“But, Quilla, the sacrifice may be all in vain. How long will you hold the fancy of this loose-living prince?”
“Long enough to serve my purpose, Lord—or, at least,” she added with flashing eyes, “long enough to kill him if he will not go my country’s road. Oh! ask me no more, for your words stir something in my breast, a new spirit of which I never dreamed. Had I heard them but three moons gone, it might have been otherwise. Why did you not appear sooner from the sea, my lord Hurachi, be you god or man?”
Then, with something like a sob, she rose, made obeisance, and fled away.

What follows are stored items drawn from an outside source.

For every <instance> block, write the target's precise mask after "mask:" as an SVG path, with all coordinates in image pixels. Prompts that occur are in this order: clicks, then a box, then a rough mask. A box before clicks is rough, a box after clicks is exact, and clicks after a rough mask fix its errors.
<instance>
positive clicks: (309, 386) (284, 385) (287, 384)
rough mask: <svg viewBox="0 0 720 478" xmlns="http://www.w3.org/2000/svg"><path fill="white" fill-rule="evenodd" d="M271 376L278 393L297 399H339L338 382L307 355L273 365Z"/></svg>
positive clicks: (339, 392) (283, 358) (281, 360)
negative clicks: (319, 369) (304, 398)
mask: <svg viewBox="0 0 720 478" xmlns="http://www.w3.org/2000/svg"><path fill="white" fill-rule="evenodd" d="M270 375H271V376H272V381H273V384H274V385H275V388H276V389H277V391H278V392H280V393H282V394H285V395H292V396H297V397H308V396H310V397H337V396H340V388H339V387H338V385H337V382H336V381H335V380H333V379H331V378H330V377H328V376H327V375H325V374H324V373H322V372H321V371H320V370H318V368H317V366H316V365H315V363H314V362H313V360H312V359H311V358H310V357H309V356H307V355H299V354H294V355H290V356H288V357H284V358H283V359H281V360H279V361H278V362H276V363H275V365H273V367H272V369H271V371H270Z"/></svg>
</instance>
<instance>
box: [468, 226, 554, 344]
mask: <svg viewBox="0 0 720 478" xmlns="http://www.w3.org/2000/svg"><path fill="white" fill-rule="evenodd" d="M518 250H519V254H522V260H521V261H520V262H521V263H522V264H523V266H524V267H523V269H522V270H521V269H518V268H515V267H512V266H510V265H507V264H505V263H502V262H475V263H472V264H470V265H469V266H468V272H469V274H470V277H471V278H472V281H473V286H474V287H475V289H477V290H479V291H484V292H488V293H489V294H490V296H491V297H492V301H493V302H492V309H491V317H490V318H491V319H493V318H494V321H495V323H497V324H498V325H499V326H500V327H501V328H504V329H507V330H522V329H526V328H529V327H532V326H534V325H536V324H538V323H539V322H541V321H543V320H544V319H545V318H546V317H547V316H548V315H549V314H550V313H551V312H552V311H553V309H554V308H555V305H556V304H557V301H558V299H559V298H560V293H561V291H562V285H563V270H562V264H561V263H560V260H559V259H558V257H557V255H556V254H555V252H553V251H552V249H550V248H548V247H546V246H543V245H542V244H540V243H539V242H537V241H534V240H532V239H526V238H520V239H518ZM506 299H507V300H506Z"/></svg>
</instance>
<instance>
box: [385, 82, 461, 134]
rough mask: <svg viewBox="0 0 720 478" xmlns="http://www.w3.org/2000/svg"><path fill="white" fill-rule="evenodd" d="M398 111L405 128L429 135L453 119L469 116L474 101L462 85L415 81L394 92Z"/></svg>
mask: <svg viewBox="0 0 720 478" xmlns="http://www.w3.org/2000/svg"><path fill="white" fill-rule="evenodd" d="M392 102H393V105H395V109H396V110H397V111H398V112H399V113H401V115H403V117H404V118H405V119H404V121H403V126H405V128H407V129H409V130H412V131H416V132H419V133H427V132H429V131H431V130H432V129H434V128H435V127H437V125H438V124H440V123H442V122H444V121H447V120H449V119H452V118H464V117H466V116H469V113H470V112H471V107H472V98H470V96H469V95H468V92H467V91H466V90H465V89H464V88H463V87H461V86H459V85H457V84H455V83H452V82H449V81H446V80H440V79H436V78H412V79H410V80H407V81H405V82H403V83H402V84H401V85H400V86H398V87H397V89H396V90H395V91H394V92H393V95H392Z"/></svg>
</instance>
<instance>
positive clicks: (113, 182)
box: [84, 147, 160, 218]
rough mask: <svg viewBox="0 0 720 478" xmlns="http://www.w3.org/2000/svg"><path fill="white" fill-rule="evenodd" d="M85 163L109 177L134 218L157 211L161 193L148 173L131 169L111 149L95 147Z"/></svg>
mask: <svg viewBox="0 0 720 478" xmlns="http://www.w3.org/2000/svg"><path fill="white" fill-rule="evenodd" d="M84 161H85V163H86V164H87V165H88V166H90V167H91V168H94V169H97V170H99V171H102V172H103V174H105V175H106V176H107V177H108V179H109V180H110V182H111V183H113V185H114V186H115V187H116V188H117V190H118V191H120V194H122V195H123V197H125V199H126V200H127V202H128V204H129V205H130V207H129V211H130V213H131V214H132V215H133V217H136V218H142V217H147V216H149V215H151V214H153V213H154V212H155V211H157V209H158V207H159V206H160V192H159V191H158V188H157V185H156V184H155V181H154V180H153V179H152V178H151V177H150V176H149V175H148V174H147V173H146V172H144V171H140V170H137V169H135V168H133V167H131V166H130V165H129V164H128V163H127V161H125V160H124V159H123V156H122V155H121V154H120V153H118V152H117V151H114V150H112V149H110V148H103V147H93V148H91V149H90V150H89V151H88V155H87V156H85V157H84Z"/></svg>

That evening, when we were alone in my chamber where none could hear us, I told Kari that Quilla was promised in marriage to a prince who would be Inca of all the land.
“Is it so?” said Kari. “Well, learn, Master, that this prince is my brother, he whom I hate, he who has done me bitter wrong, he who stole away my wife and poisoned me. Urco is his name. Does this lady Quilla love him?”
“I think not. I think that like you she hates him, yet will marry him for reasons of policy.”
“Doubtless she hates him now, whatever she did a week ago,” said Kari in a dry voice. “But what fruit will this tree bear? Master, are you minded to come with me to-morrow to visit the temple of Pachacamac in the inner sanctuary of which sits the god Rimac who speaks oracles?”
“For what purpose, Kari?” I answered moodily.
“That we may hear oracles, Master. I think that if you choose to go the lady Quilla would come with us, since perhaps she would like also to hear oracles.”
“I will go if it can be done in secret, say at night, for I weary of being stared at by these people.”
This I said because I desired to learn of the religion of this nation and to see new things.
“Perhaps it can be so ordered, Master. I will ask of the matter.”
It seemed that Kari did ask, perhaps of the high priest of Pachacamac, for between all the worshippers of this god there was a brotherhood; perhaps of the lord Quismancu, or perhaps of Quilla herself—I do not know. At least, on this same day Quismancu inquired whether it would please me to visit the temple that night, and so the matter was settled.
Accordingly, after the darkness had fallen, two litters were brought into which we entered, Quilla and a waiting woman seating themselves in one of them and Kari and I in the other, for Quismancu and his wife did not come—why I cannot say. Then, preceded by another litter in which was a priest of the god, and surrounded by a guard of soldiers, through a rain-storm we were borne up the hill—it was but a little way—to the temple.